My Physics 10 (a trimester-long class exploring E&M topics for 10th graders who haven’t yet studied mechanics) was wrapping up some extensions to an electrophorus activity. They were already pros at explaining and predicting electrostatic phenomena, but this activity gave them yet another way to test out their thinking, practice their charge diagrams, and add depth and subtlety to their understanding. (I adapted instructions and ideas from this activity that I found in a quick search and that I had left for students last trimester when I needed to miss a day of their class.)
On the first day, they built and explained the electrophorus.
They made whiteboards at each table to work through the step-by-step charge situation.
On the second day, one group talked us through their whiteboard. (They were ready to present it at the end of the first day, but as soon as they got everyone paying attention to them, the fire alarm went off for a drill.)
After that, they went to work on some extensions. They tested the pan and the plate against Upper Tape and Lower Tape. They made an aluminum foil person with hair (as described in the document) and explained their observations when they tested it out. One group took their entire apparatus to the bathroom (which doesn’t have windows) because they wanted to know if you could see the sparks when you got shocked. Some groups tested pieces of their setups against other groups. Some got more involved in the foil person. Some only barely got started with the foil person. Some followed the prompts given by questions that I had put in their packets. Some ran off to test their own ideas.
When it was time to clean up the classroom, one group stopped me and asked, “Kelly, what if we didn’t finish all of the questions?” It was one of those great moments when a student helps you clarify something you’ve been doing, even doing intentionally, but hadn’t verbalized or made explicit before (even for yourself).
So here’s what we talked about. If you didn’t finish the questions, that’s okay. That’s generally always okay. No question is really that important.
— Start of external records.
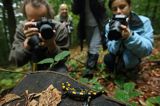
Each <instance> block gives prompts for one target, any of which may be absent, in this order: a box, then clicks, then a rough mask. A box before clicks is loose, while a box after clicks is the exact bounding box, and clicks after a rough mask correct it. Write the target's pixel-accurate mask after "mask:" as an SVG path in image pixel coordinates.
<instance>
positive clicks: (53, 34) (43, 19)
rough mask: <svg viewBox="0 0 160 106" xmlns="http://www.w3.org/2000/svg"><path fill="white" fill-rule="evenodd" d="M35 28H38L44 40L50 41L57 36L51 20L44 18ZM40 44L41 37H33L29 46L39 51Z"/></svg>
mask: <svg viewBox="0 0 160 106" xmlns="http://www.w3.org/2000/svg"><path fill="white" fill-rule="evenodd" d="M34 27H37V28H38V30H39V32H40V34H41V36H42V38H43V39H45V40H49V39H51V38H52V37H53V36H55V33H54V31H53V29H54V28H55V24H54V23H53V22H52V20H51V19H47V18H46V17H42V18H41V20H39V21H37V22H36V25H35V26H34ZM39 42H41V39H40V38H39V36H38V35H33V36H32V37H31V38H30V39H29V41H28V45H30V46H31V48H32V49H38V48H39Z"/></svg>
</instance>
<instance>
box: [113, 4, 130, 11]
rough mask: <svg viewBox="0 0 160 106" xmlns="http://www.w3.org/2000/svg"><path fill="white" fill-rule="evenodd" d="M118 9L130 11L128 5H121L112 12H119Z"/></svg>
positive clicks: (114, 9) (115, 8)
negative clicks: (125, 9)
mask: <svg viewBox="0 0 160 106" xmlns="http://www.w3.org/2000/svg"><path fill="white" fill-rule="evenodd" d="M118 9H120V10H125V9H128V5H119V6H116V7H112V8H111V10H112V11H117V10H118Z"/></svg>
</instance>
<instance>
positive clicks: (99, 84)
mask: <svg viewBox="0 0 160 106" xmlns="http://www.w3.org/2000/svg"><path fill="white" fill-rule="evenodd" d="M92 89H94V90H95V91H102V90H103V86H102V85H101V84H100V83H97V84H95V85H94V86H93V87H92Z"/></svg>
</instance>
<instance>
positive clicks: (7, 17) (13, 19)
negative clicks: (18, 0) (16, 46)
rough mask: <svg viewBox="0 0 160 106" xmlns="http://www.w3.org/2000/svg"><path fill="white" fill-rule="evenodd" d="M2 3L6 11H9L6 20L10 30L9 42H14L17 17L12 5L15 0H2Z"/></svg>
mask: <svg viewBox="0 0 160 106" xmlns="http://www.w3.org/2000/svg"><path fill="white" fill-rule="evenodd" d="M2 3H3V6H4V10H5V12H7V18H6V20H4V21H6V22H7V26H8V31H9V37H8V38H9V42H8V43H12V42H13V38H14V33H15V28H16V18H15V15H14V9H13V7H12V4H13V1H12V0H2Z"/></svg>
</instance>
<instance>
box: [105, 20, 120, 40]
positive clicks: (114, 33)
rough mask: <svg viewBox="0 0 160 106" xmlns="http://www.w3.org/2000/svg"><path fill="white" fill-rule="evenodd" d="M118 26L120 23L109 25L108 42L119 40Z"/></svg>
mask: <svg viewBox="0 0 160 106" xmlns="http://www.w3.org/2000/svg"><path fill="white" fill-rule="evenodd" d="M120 25H121V23H120V22H119V21H113V22H112V23H111V24H110V28H109V33H108V39H109V40H119V39H120V38H121V37H122V35H121V29H120Z"/></svg>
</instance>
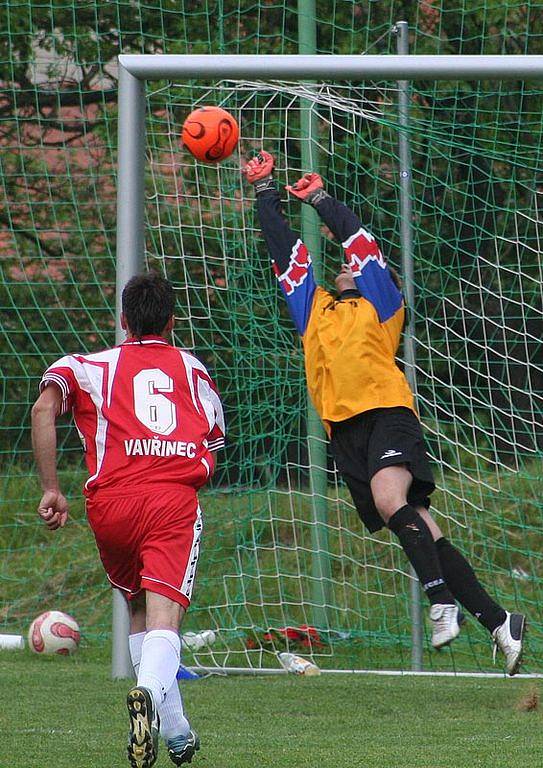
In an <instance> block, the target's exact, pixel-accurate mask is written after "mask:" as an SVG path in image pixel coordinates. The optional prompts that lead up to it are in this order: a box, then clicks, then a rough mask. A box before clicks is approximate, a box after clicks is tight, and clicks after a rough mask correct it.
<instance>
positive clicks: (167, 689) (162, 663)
mask: <svg viewBox="0 0 543 768" xmlns="http://www.w3.org/2000/svg"><path fill="white" fill-rule="evenodd" d="M180 651H181V641H180V639H179V635H178V634H177V632H172V630H171V629H152V630H151V631H150V632H147V634H146V635H145V638H144V640H143V643H142V646H141V661H140V668H139V670H138V685H141V686H142V687H144V688H148V689H149V690H150V691H151V693H152V694H153V698H154V700H155V703H156V705H157V707H160V705H161V704H162V702H163V701H164V698H165V696H166V692H167V691H169V690H170V688H171V687H172V685H173V683H174V682H175V681H176V675H177V670H178V669H179V658H180Z"/></svg>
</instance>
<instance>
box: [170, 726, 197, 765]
mask: <svg viewBox="0 0 543 768" xmlns="http://www.w3.org/2000/svg"><path fill="white" fill-rule="evenodd" d="M166 746H167V747H168V755H169V756H170V760H171V761H172V763H173V764H174V765H183V763H190V762H192V758H193V757H194V754H195V752H197V751H198V750H199V749H200V739H199V738H198V734H197V733H196V732H195V731H189V734H188V736H174V738H173V739H168V740H167V741H166Z"/></svg>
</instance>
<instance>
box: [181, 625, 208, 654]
mask: <svg viewBox="0 0 543 768" xmlns="http://www.w3.org/2000/svg"><path fill="white" fill-rule="evenodd" d="M216 639H217V635H216V634H215V632H213V630H212V629H204V631H203V632H184V633H183V634H182V635H181V647H182V648H187V649H188V650H190V651H199V650H200V649H201V648H205V647H206V646H209V645H213V643H214V642H215V640H216Z"/></svg>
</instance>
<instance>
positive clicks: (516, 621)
mask: <svg viewBox="0 0 543 768" xmlns="http://www.w3.org/2000/svg"><path fill="white" fill-rule="evenodd" d="M505 613H506V619H505V621H504V622H503V624H500V626H499V627H496V629H495V630H494V632H493V633H492V639H493V640H494V654H493V655H494V662H495V661H496V651H497V650H498V648H499V649H500V651H501V652H502V653H503V655H504V656H505V668H506V670H507V674H508V675H510V676H511V677H513V675H516V674H517V672H518V670H519V667H520V663H521V661H522V651H523V644H524V633H525V631H526V616H523V615H522V613H509V612H508V611H506V612H505Z"/></svg>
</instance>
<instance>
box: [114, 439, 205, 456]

None of the questions are important? Well, none of them are important on their own. No packet falls apart from not doing one of them. The knowledge we are building isn’t so fragile as all of that. We’re building in redundancies in our explorations. We’re constructing ideas and then testing them multiple times and in multiple ways. We’re reconstructing these ideas. We’re modifying them. We’re strengthening them.
Maybe you noticed something peculiar about how this class is structured. Probably for the first few days, you left thinking, “Well… okay. I was able to do what we were doing, and it was fun, but I don’t think I really get it.” Um, yep! It was probably like that for a few days, and then all of the sudden, it really started clicking. And now you feel strongly that you really understand what you’re doing. True, true. It kind of layers itself like that. It takes a little while, but then you really, really get it.
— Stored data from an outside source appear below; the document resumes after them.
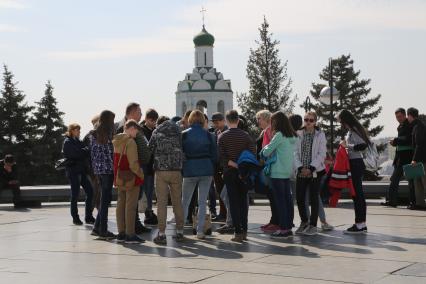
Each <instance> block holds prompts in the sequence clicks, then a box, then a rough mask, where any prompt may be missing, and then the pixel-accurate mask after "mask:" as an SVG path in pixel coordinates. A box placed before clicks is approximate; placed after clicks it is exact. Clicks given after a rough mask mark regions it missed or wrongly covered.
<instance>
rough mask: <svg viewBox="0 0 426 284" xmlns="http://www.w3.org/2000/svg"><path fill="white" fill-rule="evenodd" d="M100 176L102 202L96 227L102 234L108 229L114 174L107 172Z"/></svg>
mask: <svg viewBox="0 0 426 284" xmlns="http://www.w3.org/2000/svg"><path fill="white" fill-rule="evenodd" d="M98 177H99V182H100V184H101V202H100V206H99V211H98V215H97V216H96V221H95V226H94V228H95V229H96V230H98V231H99V233H100V234H104V233H106V232H107V230H108V207H109V204H110V202H111V199H112V185H113V182H114V175H113V174H105V175H99V176H98Z"/></svg>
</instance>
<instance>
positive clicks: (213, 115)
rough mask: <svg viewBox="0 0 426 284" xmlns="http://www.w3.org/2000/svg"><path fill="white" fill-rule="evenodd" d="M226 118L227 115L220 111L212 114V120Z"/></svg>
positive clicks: (224, 118)
mask: <svg viewBox="0 0 426 284" xmlns="http://www.w3.org/2000/svg"><path fill="white" fill-rule="evenodd" d="M224 119H225V117H224V116H223V114H222V113H220V112H215V113H213V115H212V121H218V120H224Z"/></svg>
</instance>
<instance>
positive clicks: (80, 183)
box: [67, 172, 93, 219]
mask: <svg viewBox="0 0 426 284" xmlns="http://www.w3.org/2000/svg"><path fill="white" fill-rule="evenodd" d="M67 176H68V179H69V181H70V185H71V216H72V217H73V218H74V219H76V218H79V216H78V208H77V203H78V197H79V195H80V185H81V186H82V187H83V189H84V192H85V193H86V203H85V217H86V218H88V217H91V216H92V214H93V187H92V184H91V183H90V181H89V179H88V178H87V175H86V174H84V173H73V172H67Z"/></svg>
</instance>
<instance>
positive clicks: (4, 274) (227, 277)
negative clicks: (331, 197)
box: [0, 202, 426, 284]
mask: <svg viewBox="0 0 426 284" xmlns="http://www.w3.org/2000/svg"><path fill="white" fill-rule="evenodd" d="M114 209H115V208H114V207H113V208H111V209H110V212H109V213H110V220H109V226H110V229H111V230H112V231H116V226H115V210H114ZM79 210H80V211H81V212H83V211H84V210H83V208H82V206H80V209H79ZM171 212H172V210H171V209H170V208H169V214H168V215H169V217H170V216H171ZM295 213H296V215H297V209H295ZM326 213H327V219H328V221H329V223H331V224H333V225H335V227H336V228H335V230H334V231H332V232H327V233H320V234H319V235H317V236H314V237H300V236H294V237H293V238H291V239H287V240H284V241H277V240H272V239H270V237H269V235H266V234H263V233H262V232H261V231H260V230H259V227H260V225H261V224H263V223H265V221H266V220H267V219H268V218H269V208H268V207H267V206H252V207H250V213H249V220H250V225H249V241H248V242H247V243H245V244H234V243H231V242H230V241H229V240H230V238H231V236H229V235H224V236H222V235H216V234H214V235H213V236H212V237H209V238H207V239H206V240H202V241H200V240H197V239H196V238H195V237H194V236H192V235H191V229H189V228H187V229H186V230H185V233H186V234H187V241H185V242H184V243H176V242H174V241H173V240H172V238H171V237H170V236H171V235H172V234H173V232H174V227H173V225H169V226H168V230H167V234H168V235H169V237H168V246H166V247H163V246H157V245H155V244H154V243H153V242H152V239H153V237H154V236H155V234H156V230H155V229H154V230H153V232H152V233H151V234H145V235H143V237H144V238H145V239H146V240H147V242H146V243H145V244H143V245H123V244H117V243H115V242H105V241H98V240H94V237H92V236H90V230H91V228H92V227H91V226H88V225H84V226H74V225H72V224H71V217H70V216H69V208H68V207H67V206H66V205H64V204H62V205H55V206H49V205H47V206H44V207H43V208H41V209H29V210H19V211H15V210H13V209H11V208H10V207H7V206H0V283H11V282H13V283H14V284H16V283H58V282H60V283H61V284H65V283H133V282H135V283H136V282H137V283H221V284H222V283H236V282H241V283H283V282H285V281H287V282H288V283H326V282H328V283H426V212H422V211H409V210H406V209H403V208H398V209H393V208H383V207H381V206H377V204H376V203H374V202H370V206H369V207H368V217H367V218H368V228H369V233H368V234H367V235H362V236H347V235H344V234H343V233H342V231H343V230H344V229H345V228H347V227H348V226H349V225H351V223H352V222H353V221H352V220H353V218H354V216H353V210H352V209H351V204H350V202H347V203H346V202H343V203H342V204H341V205H340V207H339V208H327V209H326ZM298 222H299V219H298V217H296V219H295V223H296V224H298Z"/></svg>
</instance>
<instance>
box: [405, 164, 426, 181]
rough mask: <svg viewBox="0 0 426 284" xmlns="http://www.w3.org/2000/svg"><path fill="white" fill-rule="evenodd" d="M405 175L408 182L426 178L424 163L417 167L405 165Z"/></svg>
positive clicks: (417, 164)
mask: <svg viewBox="0 0 426 284" xmlns="http://www.w3.org/2000/svg"><path fill="white" fill-rule="evenodd" d="M402 168H403V169H404V175H405V178H406V179H407V180H411V179H418V178H421V177H424V176H425V168H424V166H423V163H417V164H416V165H415V166H413V165H411V164H408V165H403V166H402Z"/></svg>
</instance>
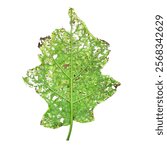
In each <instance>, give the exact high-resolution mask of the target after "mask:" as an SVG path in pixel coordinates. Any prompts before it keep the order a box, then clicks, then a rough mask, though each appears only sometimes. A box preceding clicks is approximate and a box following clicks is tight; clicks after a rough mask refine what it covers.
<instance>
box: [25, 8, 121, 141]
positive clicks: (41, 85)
mask: <svg viewBox="0 0 167 150" xmlns="http://www.w3.org/2000/svg"><path fill="white" fill-rule="evenodd" d="M69 16H70V27H71V29H70V32H68V31H66V30H65V29H64V28H61V29H56V30H55V31H53V33H52V34H51V36H47V37H45V38H40V43H39V44H38V47H39V48H40V50H41V52H42V54H40V55H39V59H40V61H41V65H39V66H37V67H35V68H33V69H30V70H28V71H27V74H26V77H24V78H23V79H24V81H25V82H26V83H27V84H29V85H30V86H31V87H34V88H35V90H36V92H37V93H38V94H39V95H40V96H41V97H42V98H43V99H45V101H46V102H47V104H48V110H47V111H46V113H45V114H44V115H43V118H42V120H41V125H43V126H44V127H48V128H58V127H61V126H67V125H70V129H69V133H68V137H67V140H69V138H70V134H71V131H72V125H73V121H77V122H81V123H84V122H91V121H93V120H94V115H93V109H94V108H95V106H96V105H97V104H99V103H101V102H103V101H105V100H106V99H108V98H109V97H110V96H111V95H113V94H114V93H115V91H116V89H117V86H119V85H120V83H119V82H118V81H116V80H114V79H113V78H111V77H110V76H108V75H103V74H102V73H101V69H102V68H103V66H104V65H105V64H106V62H107V61H108V55H109V52H110V50H109V49H108V48H109V44H108V43H107V42H106V41H104V40H101V39H98V38H95V37H94V36H93V35H92V34H91V33H90V32H89V30H88V29H87V27H86V25H85V23H84V22H83V21H82V20H80V19H79V18H78V16H77V15H76V13H75V12H74V9H72V8H70V9H69Z"/></svg>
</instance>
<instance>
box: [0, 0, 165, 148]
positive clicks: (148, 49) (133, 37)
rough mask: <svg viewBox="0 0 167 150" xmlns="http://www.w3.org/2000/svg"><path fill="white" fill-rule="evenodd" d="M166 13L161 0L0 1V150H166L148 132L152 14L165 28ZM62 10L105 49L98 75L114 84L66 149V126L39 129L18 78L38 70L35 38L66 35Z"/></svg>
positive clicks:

I brought up the same idea that afternoon in my 9th grade math class. (They are doing “mixed martial problem solving” all year with problems from a few different awesome sources.) It’s okay if you don’t do every problem in the problem set. It’s not okay if you opt out of the ones you think are hardest. It’s not okay if you do none of the problems. But it’s okay if you don’t get to do every problem. We’re building something that is strong enough anyway.